La mascota de Alex Rayón

«Se zampó la comida entera de una familia»

Alex Rayón juega con Luna en el salón de su domicilio, en Bilbao./BORJA AGUDO
Alex Rayón juega con Luna en el salón de su domicilio, en Bilbao. / BORJA AGUDO

Carlos Benito
CARLOS BENITO

Cuando Alex Rayón empezó a salir con la que hoy es su mujer, tardó en enterarse de que esa relación iba a suponer su debut forzoso en el mundo de las mascotas. «¡Es que me ocultó que tenía perro!», exclama, con el mismo asombro que el día que por fin lo supo. Empezaron a convivir hace cinco años, con Luna incluida en el paquete, y el pobre Alex recuerda aquellas primeras jornadas como una tortura que ni siquiera el amor lograba aligerar: «¡Fue un infierno! Yo soy supermaniático de la limpieza y tenía la casa impoluta, llena de alfombras blancas», explica. Ese blanco inmaculado pronto se fue ensombreciendo hasta adoptar lo que podríamos llamar color beagle. «Yo, iluso de mí, pasaba la aspiradora una y otra vez para quitar los pelos, pero eso duró un mes. ¡Tuvieron que desaparecer las alfombras!», se resigna el vicerrector de Relaciones Internacionales de la Universidad de Deusto, ante las lógicas risas de su esposa.

Alex Rayón

-
Vicerrector de Relaciones Internacionales de la Universidad de Deusto. Nunca había tenido mascota antes de Luna. «Mi madre odiaba a los perros, porque decía que soltaban pelo. Ahora ya no: cuando viene a casa, les da besos a mis hijos y a Luna».
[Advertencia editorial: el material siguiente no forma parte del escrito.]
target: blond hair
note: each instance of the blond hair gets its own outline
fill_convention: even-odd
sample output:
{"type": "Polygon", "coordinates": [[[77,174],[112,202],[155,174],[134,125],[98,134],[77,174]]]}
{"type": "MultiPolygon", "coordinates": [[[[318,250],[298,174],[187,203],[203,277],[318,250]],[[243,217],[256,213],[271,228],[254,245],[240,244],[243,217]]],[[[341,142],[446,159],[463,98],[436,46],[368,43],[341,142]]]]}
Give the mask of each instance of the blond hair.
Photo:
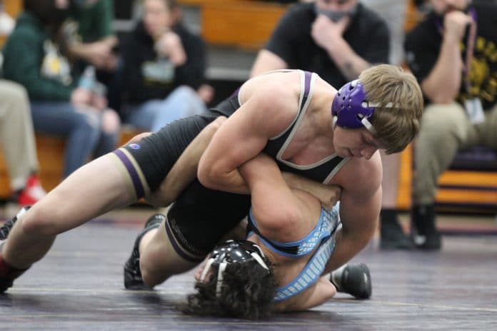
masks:
{"type": "Polygon", "coordinates": [[[359,81],[370,103],[378,104],[371,123],[386,153],[400,152],[419,131],[423,93],[416,78],[398,66],[380,64],[363,71],[359,81]]]}

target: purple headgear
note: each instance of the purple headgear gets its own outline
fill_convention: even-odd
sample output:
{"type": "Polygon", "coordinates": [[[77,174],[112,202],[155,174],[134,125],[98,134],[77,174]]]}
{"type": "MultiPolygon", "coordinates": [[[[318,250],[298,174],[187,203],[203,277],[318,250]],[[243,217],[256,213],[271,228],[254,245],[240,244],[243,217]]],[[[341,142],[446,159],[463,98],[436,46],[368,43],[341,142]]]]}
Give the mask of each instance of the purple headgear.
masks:
{"type": "Polygon", "coordinates": [[[343,86],[336,93],[331,104],[333,124],[342,128],[358,128],[365,126],[373,132],[374,128],[369,118],[373,113],[373,105],[366,101],[364,87],[357,79],[343,86]]]}

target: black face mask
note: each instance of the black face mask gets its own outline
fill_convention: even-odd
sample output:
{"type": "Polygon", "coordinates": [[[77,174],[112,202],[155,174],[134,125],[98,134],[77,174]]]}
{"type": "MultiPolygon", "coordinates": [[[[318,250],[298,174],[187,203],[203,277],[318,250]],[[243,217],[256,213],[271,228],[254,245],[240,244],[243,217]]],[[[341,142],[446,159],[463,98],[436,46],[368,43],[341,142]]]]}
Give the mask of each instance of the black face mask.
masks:
{"type": "Polygon", "coordinates": [[[321,8],[318,8],[316,4],[314,4],[314,12],[316,15],[324,15],[333,22],[336,23],[343,17],[353,16],[357,12],[357,5],[354,6],[348,11],[331,11],[321,9],[321,8]]]}
{"type": "Polygon", "coordinates": [[[86,0],[71,0],[71,3],[77,8],[85,8],[89,6],[86,4],[86,0]]]}

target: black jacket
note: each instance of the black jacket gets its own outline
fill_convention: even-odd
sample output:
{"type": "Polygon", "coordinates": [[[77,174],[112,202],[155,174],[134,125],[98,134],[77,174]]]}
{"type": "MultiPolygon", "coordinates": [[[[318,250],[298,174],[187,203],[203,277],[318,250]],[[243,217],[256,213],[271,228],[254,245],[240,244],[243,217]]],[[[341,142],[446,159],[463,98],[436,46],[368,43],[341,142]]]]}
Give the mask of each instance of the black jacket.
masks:
{"type": "MultiPolygon", "coordinates": [[[[162,99],[174,88],[187,85],[196,89],[205,81],[206,49],[202,39],[181,24],[171,29],[180,39],[186,54],[186,62],[174,70],[171,80],[156,79],[144,74],[146,68],[159,63],[154,49],[154,40],[146,33],[143,22],[139,22],[125,39],[122,49],[124,60],[123,89],[125,100],[131,104],[151,99],[162,99]]],[[[160,73],[160,71],[159,71],[160,73]]]]}

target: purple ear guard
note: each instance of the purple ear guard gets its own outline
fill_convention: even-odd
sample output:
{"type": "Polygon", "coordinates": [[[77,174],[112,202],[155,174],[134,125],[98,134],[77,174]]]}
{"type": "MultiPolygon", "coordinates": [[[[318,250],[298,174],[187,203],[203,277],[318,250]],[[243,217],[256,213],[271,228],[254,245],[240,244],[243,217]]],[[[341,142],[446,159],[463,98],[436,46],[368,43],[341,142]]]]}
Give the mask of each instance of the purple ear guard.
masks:
{"type": "Polygon", "coordinates": [[[373,116],[374,108],[368,106],[363,84],[358,80],[347,83],[338,90],[331,104],[334,124],[347,128],[366,126],[371,130],[368,118],[373,116]]]}

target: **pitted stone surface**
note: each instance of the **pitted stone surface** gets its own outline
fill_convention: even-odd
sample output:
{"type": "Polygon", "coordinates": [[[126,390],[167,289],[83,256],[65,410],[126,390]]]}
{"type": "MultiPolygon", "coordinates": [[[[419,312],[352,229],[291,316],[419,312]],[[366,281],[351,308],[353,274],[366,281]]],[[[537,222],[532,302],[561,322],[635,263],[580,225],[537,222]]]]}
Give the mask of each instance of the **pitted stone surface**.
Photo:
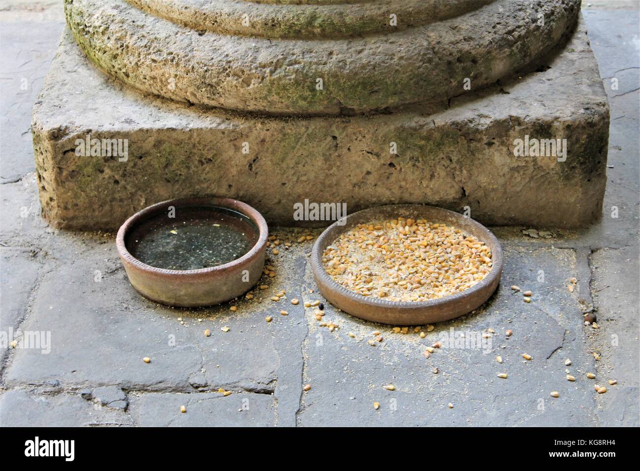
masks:
{"type": "Polygon", "coordinates": [[[129,0],[156,16],[199,31],[317,39],[394,33],[457,16],[494,1],[373,0],[269,4],[236,0],[129,0]]]}
{"type": "Polygon", "coordinates": [[[65,36],[34,112],[43,212],[60,227],[115,229],[152,203],[218,194],[252,205],[269,223],[296,225],[293,204],[304,195],[346,202],[349,212],[429,203],[468,206],[486,224],[582,225],[602,208],[606,97],[583,28],[547,60],[544,72],[431,113],[250,118],[122,90],[65,36]],[[88,135],[127,139],[127,161],[76,156],[76,140],[88,135]],[[527,135],[566,138],[566,161],[515,157],[515,140],[527,135]]]}
{"type": "Polygon", "coordinates": [[[446,99],[467,91],[466,78],[474,90],[494,83],[558,43],[579,4],[498,0],[397,33],[335,40],[202,33],[124,0],[67,1],[65,12],[87,56],[141,90],[242,112],[319,115],[446,99]]]}

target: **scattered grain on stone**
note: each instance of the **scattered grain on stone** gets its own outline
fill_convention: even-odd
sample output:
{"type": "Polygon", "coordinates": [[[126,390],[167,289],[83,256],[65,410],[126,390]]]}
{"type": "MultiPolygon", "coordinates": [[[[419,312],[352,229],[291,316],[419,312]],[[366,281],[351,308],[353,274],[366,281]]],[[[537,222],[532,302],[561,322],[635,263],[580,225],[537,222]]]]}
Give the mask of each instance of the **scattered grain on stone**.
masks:
{"type": "Polygon", "coordinates": [[[328,247],[322,260],[344,288],[396,301],[459,293],[483,279],[493,263],[490,249],[476,236],[403,218],[358,225],[328,247]]]}

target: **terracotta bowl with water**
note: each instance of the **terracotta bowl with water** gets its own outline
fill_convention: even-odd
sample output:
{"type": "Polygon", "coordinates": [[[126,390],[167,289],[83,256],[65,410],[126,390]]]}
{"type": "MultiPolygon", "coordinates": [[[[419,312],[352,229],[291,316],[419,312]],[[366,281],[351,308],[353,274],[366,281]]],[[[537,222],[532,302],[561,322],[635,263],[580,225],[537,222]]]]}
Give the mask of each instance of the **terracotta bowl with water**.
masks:
{"type": "Polygon", "coordinates": [[[314,245],[311,267],[320,292],[331,304],[342,311],[374,322],[420,326],[463,315],[485,302],[495,291],[502,274],[502,249],[489,229],[461,214],[434,206],[393,204],[353,213],[346,217],[346,221],[335,222],[327,227],[314,245]],[[399,217],[445,224],[476,236],[491,250],[493,261],[491,271],[482,281],[464,291],[424,301],[390,301],[364,296],[343,287],[327,274],[322,263],[323,252],[342,233],[359,224],[392,220],[399,217]],[[344,224],[341,225],[342,222],[344,224]]]}
{"type": "Polygon", "coordinates": [[[177,307],[211,306],[253,287],[264,268],[268,228],[228,198],[172,199],[127,219],[116,238],[129,281],[145,297],[177,307]]]}

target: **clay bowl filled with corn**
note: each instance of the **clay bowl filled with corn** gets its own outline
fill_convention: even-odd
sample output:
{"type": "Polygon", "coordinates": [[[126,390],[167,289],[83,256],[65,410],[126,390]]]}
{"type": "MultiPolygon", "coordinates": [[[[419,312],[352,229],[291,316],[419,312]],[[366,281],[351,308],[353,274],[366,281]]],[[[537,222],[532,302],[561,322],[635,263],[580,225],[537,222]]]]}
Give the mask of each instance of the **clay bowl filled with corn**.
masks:
{"type": "Polygon", "coordinates": [[[500,281],[502,249],[473,219],[397,204],[329,226],[314,245],[311,263],[320,292],[333,306],[367,320],[415,326],[481,306],[500,281]]]}

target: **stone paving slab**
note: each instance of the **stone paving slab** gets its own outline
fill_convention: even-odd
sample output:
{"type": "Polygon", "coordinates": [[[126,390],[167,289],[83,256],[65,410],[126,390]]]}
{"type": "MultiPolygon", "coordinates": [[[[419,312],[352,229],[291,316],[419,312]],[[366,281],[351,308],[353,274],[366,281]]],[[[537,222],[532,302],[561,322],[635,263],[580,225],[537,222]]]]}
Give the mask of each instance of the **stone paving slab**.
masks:
{"type": "Polygon", "coordinates": [[[313,387],[303,395],[299,424],[534,425],[554,420],[559,409],[570,411],[567,425],[595,424],[591,386],[586,379],[572,383],[565,378],[567,357],[577,377],[593,362],[583,347],[578,301],[564,286],[575,273],[575,254],[504,248],[497,293],[476,312],[436,324],[424,340],[411,329],[406,335],[393,333],[389,326],[358,320],[330,306],[325,318],[340,324],[333,333],[308,316],[305,381],[313,387]],[[544,281],[538,281],[538,270],[544,270],[544,281]],[[533,301],[526,304],[521,293],[514,294],[512,283],[531,289],[533,301]],[[479,348],[440,348],[428,359],[422,354],[444,335],[463,333],[470,340],[489,328],[495,331],[490,345],[484,339],[479,348]],[[514,332],[509,338],[507,329],[514,332]],[[366,340],[374,338],[375,330],[384,340],[371,346],[366,340]],[[522,358],[525,352],[533,357],[531,361],[522,358]],[[497,355],[502,364],[496,361],[497,355]],[[432,372],[435,367],[437,374],[432,372]],[[507,372],[508,378],[499,378],[499,372],[507,372]],[[385,390],[388,384],[396,390],[385,390]],[[553,390],[560,392],[559,398],[550,397],[553,390]],[[378,411],[374,402],[381,404],[378,411]]]}
{"type": "Polygon", "coordinates": [[[0,248],[0,372],[4,367],[8,347],[19,338],[18,327],[38,281],[41,264],[27,249],[0,248]],[[6,342],[6,344],[4,343],[6,342]]]}
{"type": "Polygon", "coordinates": [[[13,390],[0,395],[2,427],[86,427],[132,425],[122,412],[100,408],[79,394],[29,393],[13,390]]]}
{"type": "Polygon", "coordinates": [[[129,411],[143,427],[268,427],[276,420],[273,397],[266,394],[145,393],[132,397],[129,411]]]}
{"type": "Polygon", "coordinates": [[[16,181],[35,170],[31,158],[31,109],[44,83],[63,25],[61,21],[6,22],[0,28],[0,184],[16,181]]]}
{"type": "Polygon", "coordinates": [[[638,260],[637,245],[602,249],[591,257],[593,304],[600,327],[590,336],[591,345],[602,358],[596,364],[598,384],[608,390],[598,398],[603,426],[639,424],[640,297],[637,287],[640,279],[634,269],[638,260]],[[618,384],[610,386],[609,379],[615,379],[618,384]]]}

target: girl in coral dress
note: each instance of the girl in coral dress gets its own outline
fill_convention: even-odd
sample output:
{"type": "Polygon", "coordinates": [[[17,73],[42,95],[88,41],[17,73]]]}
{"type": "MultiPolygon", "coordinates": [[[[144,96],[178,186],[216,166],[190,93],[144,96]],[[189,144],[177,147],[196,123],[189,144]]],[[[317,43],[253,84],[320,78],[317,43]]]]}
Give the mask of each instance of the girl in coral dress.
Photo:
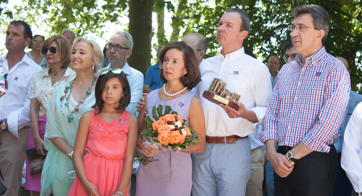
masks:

Quizá sea esa condición de propietario accidental de Luna lo que le hace particularmente sensible a su anecdotario, una colección de historias que podrían dar para un hilarante monólogo. En realidad, buena parte de ellas tienen que ver con el aparato digestivo de la perra y, más concretamente, con sus dos extremos. «Luna es una zampabollos, como todos los beagles. En la cena, sabe perfectamente cómo aumentar las probabilidades de conseguir algo: se pone al lado de nuestro hijo Diego, que es el eslabón débil. Pero su apetito nos ha dado algunos disgustos. Una vez, en Aizkorri, una pareja estaba comiéndose sus bocatas de tortilla y una bolsa de patatas fritas. Le ofrecieron una patata, '¡perrito, perrito!', y Luna se comió de un mordisco medio bocata de él. Todavía estaban reaccionando cuando se tragó el de ella. Y, después, metió la cabeza en la bolsa de patatas, se le quedó encasquetada y se marchó con ella puesta. Se mosquearon un poco», relata.

En la puerta del hotel

«Otra vez -añade-, en la montaña palentina, a 1.400 metros, había una familia con dos niños comiendo, sobre una mantita. No tuve tiempo de agarrar a Luna y se zampó la comida entera. ¡Yo pensaba que el padre me pegaba! Huimos de allí como si hubiésemos robado algo».

Ese nivel de ingesta tiene sus consecuencias, que Alex observa -y recoge del suelo- con estupefacción. «Hace cacas de caballo en mitad de la riqueza de Bilbao, sin ningún miramiento: le encanta hacerlo delante del hotel Ercilla. Un día, echó una especie de boñiga de vaca justo en la puerta de la jamonería, donde entran señoras con más dinero que todo Bilbao junto. ¡Hasta en la catedral de Sevilla soltó un misil!», se pasma. Más allá de esos sobresaltos, Luna es cariñosísima -a los diez segundos, ya está ofreciendo la panza a las visitas-, infinitamente testaruda y tirando a maniática: «No soporta que nadie mueva su cojín: es su única posesión, su único activo, su casa. Detesta la ropa de invierno y, si le pones chamarra, sale a la calle con cara de vergüenza. Y odia el agua y el baño. En Mérida, estaba muerta de sed, vio el río, se acercó a beber... y se cayó al Guadiana, pero consiguió no mojarse la cabeza».

Luna

Raza:
beagle.
Edad:
en junio cumple los 9.
Peso:
13 kilos.
Carácter:
cariñosa, tragona, testaruda y silenciosa.
¿Alguna manía?
No tolera que nadie mueva el cojín donde duerme.

Por supuesto, Alex ya no se acuerda de sus alfombras y está loco por 'La Orejas', como la llama en las redes. «Somos cinco de familia: nosotros, nuestros dos hijos y ella. Los perros me parecen muy recomendables para la crianza de niños. Gracias a ella, tenemos más ordenada la casa, porque Diego recoge sus juguetes para que no se los coma Luna. Y yo estuve malo un verano, con 40 de fiebre, y toda la familia me repudió. ¡Nadie me hacía caso más que ella!».